Catarina, fotografa o mar e a sua acção sobre o ambiente. Nas suas imagens, o mar transforma-se num símbolo dinâmico da vida. De uma vida infinita e ilimitada. É um lugar de começos, transformações e renascimentos. O compasso desordenado do mar sobre a rocha, deixa para trás um rasto de registos formais, que nos remete para um lugar comum, o corpo. Um corpus imagético masculino e feminino. Os elementos constituintes da paisagem são simbolicamente isolados com vista à elaboração de uma intensa e epopeica viagem. Uma viagem até a um tempo primordial. Às origens do Mundo.

Maria M. Gomes

Eclipse

Demorei algum tempo a perceber exactamente o que me movia nas imagens da Catarina. Inicialmente, convenci-me que era a qualidade da luz que ela lhes conseguia imprimir. E lembrava-me da imagem de um rapaz no topo de uma escarpa sobranceira ao mar, de costas voltadas para a câmara, o seu olhar seguramente fixo na água e uma toalha cor de areia a esvoaçar-lhe sobre o ombro nu. Lembro-me de pensar como a intensidade daquela escarpa – em teoria, a mais parda das paisagens – podia funcionar como um bom exemplo do quanto uma fotografia pode ampliar a nossa experiência da realidade. Confirmei esta teoria inicial noutras imagens que, com esta, partilhavam uma tendência assumida para a hiper-representação das texturas, para uma ampla e clara profundidade de campo, para uma criteriosa construção compositiva e mesmo para uma aproximação episódica aos protocolos, aos efeitos e aos regimes visuais da pintura.

Até determinada altura, portanto, a minha relação com as obras da Catarina tinha por base uma espécie de fascínio formal, como se o espanto que os meus olhos devolviam às suas imagens não permitisse que me apercebesse do que para lá da superfície também era retratado. Uma outra imagem, contudo, quebrou essa alienação e começou a revelar o novelo de procedimentos, relações e recorrências temáticas que subjazem à prática da Catarina e que têm nesta exposição um novo e mais profundo desdobramento. Na referida imagem, um rapaz (o mesmo?) encontra-se deitado na relva, as suas costas voltadas para a câmara, o seu tronco nu polvilhado de pequenos sinais, como um mapa sem território. A qualidade da luz, a riqueza das texturas, o rigor compositivo e a alusão pictórica mantinham-se, mas o que se revelava agora era sobretudo o grau de intimidade em que esta(s) fotografia se apoiava e o modo como a gestão daquilo que se omite e do que é dado a ver promove uma espécie de curto-circuito na valência sugestiva da imagem, impedindo que a nossa atenção se dissipe ou resolva.

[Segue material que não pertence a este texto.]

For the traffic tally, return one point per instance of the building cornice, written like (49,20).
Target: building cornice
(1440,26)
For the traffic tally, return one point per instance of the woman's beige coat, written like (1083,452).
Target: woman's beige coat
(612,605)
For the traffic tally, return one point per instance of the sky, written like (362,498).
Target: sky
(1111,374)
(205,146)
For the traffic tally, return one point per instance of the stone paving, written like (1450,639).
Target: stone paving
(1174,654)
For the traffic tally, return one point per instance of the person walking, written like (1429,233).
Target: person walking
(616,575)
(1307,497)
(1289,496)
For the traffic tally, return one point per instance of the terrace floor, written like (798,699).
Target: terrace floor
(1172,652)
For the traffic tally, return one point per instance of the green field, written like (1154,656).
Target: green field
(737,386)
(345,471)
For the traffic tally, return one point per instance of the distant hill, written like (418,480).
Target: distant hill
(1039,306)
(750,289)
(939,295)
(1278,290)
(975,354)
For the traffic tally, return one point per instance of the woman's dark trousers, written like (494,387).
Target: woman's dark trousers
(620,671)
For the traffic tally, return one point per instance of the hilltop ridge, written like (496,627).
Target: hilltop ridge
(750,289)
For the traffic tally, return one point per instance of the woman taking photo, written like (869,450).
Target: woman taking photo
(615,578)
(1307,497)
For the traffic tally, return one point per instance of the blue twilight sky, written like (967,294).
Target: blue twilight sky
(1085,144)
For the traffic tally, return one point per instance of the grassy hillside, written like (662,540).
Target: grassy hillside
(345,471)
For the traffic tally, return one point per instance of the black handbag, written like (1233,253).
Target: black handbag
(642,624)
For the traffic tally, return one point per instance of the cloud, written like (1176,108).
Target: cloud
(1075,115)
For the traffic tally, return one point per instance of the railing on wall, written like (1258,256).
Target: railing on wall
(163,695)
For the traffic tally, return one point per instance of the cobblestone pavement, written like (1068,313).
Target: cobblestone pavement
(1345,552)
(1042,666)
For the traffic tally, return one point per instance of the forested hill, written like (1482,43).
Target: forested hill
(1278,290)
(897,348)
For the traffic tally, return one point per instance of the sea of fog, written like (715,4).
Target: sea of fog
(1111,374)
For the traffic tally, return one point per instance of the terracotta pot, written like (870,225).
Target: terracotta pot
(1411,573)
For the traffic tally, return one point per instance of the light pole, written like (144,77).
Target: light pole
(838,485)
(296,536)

O facto de esta exposição ter ganho o título de Eclipse não será propriamente causal. De facto, muito do que aqui se apresenta, e do modo como se apresenta, tem a ver com esse fenómeno de ocultação que a ideia de eclipse sinaliza: um corpo que se interpõe, um outro que se fragmenta, uma sombra que tudo tolhe e o halo das coisas que se escondem e que, nessa condição, parecem brilhar mais forte. O esconder e o fragmentar do eclipse que aqui nos traz é fruto de um olhar treinado: de um olhar que sabe recortar de uma cena tudo e apenas aquilo que nos manterá interessados. Que sabe que esse interesse depende em absoluto de uma negação, de uma recusa em declarar imediatamente os seus verdadeiros intentos, e do efeito inverso que essa recusa provoca na imaginação. Quanto menos se vê, mais se imagina, e esse é um segredo que a Catarina sabe de cor.

É, muito provavelmente, por isso que tudo nesta exposição é deliberadamente parcial, truncado, dúbio. Está tudo (ou quase tudo) à distância de dois passos, essa medida que nem é demasiado perto para que tudo se torne abstracção, nem demasiado longe para que se torne descrição. É uma distância que nos põe no lugar do participante mais do que no lugar da testemunha e que nos deixa, assim, ao comando do veículo de sentido que o conjunto destas imagens fará. Entre a vista angulosa de uma janela partida, a simetria perfeita do pelo de um cavalo, um corpo reclinado sobre um leito incerto, o pára-brisas de um carro que espelha a cidade, o olhar cego de uma figura de gesso num paço senhorial – o quadro impressivo da sugestão a recordar-nos que a narrativa é mais intrigante quando se apresenta omissa, o olhar mais agudo quando não encontra o que procura, o sol mais ponderoso quando a lua se interpõe.